João Cabral de Melo Neto, Musée de tout, 1946-1974
Des oiseaux au corps d’écumoire, des serpents en mètres à ruban pliants, des fourmiliers prenant forme dans un torréfacteur à café. Entrer dans une maison où ces animaux pendent du plafond ou reposent sur les meubles, sachant que sa propriétaire a conçu – en plus de la maison elle-même – des chaises-girafes et des expositions dédiées à l’imaginaire des enfants [1], ne semble pas surprenant. Ces sculptures-jouets, réalisées par deux mains qui ne savent plus trop si elles sont brésiliennes ou françaises, illustrent bien que « Les jouets courants sont essentiellement un microcosme adulte ; ils sont tous reproductions amoindries d’objets humains, comme si aux yeux du public l’enfant n’était en somme qu’un homme plus petit, un homunculus à qui il faut fournir des objets à sa taille. » [2]. C’est dans cette ronde que Julio Villani (1956, Marília, SP) présente son Musée de Tout à la Maison de Verre de Lina Bo Bardi.

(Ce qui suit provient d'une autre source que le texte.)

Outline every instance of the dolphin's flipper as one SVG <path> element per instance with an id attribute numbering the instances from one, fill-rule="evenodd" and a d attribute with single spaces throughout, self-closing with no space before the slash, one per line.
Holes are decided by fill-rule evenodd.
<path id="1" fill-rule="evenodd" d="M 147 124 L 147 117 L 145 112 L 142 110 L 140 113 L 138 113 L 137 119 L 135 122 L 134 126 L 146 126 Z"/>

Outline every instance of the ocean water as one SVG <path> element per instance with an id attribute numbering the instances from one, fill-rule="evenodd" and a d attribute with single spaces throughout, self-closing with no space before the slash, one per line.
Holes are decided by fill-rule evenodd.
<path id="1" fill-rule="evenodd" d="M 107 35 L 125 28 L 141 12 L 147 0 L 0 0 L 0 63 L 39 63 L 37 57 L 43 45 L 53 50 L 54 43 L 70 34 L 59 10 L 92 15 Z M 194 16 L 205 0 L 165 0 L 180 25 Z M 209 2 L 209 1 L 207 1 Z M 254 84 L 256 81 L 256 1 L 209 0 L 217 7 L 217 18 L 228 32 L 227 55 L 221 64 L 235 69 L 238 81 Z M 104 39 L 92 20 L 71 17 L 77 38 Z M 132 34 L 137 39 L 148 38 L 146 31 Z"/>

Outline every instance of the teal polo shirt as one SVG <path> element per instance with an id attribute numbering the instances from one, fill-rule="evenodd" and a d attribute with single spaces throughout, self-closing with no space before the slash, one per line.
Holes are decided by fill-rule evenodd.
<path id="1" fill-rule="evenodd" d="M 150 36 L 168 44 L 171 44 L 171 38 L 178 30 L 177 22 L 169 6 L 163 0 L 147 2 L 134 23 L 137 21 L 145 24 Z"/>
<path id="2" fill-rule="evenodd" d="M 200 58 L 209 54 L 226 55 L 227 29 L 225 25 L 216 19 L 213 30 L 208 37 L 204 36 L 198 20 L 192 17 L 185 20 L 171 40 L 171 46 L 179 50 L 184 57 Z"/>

L’artiste propose l’utilisation d’objets du quotidien avec de légers changements de fonction, dans une opération « presque ready-made », comme il denomine lui-même l’un des axes centraux de sa pratique. Les changements sont vifs car rapides, mais aussi parce qu’affirmés : la juxtaposition de languettes métalliques et de rondins de bois transforme, d’un tour de manivelle, une machine a pâtes en machine à pattes, un animal docile qu’on ne peut plus ignorer. L’ustensile qui jadis aidait à préparer le déjeuner est désormais un compagnon alerte.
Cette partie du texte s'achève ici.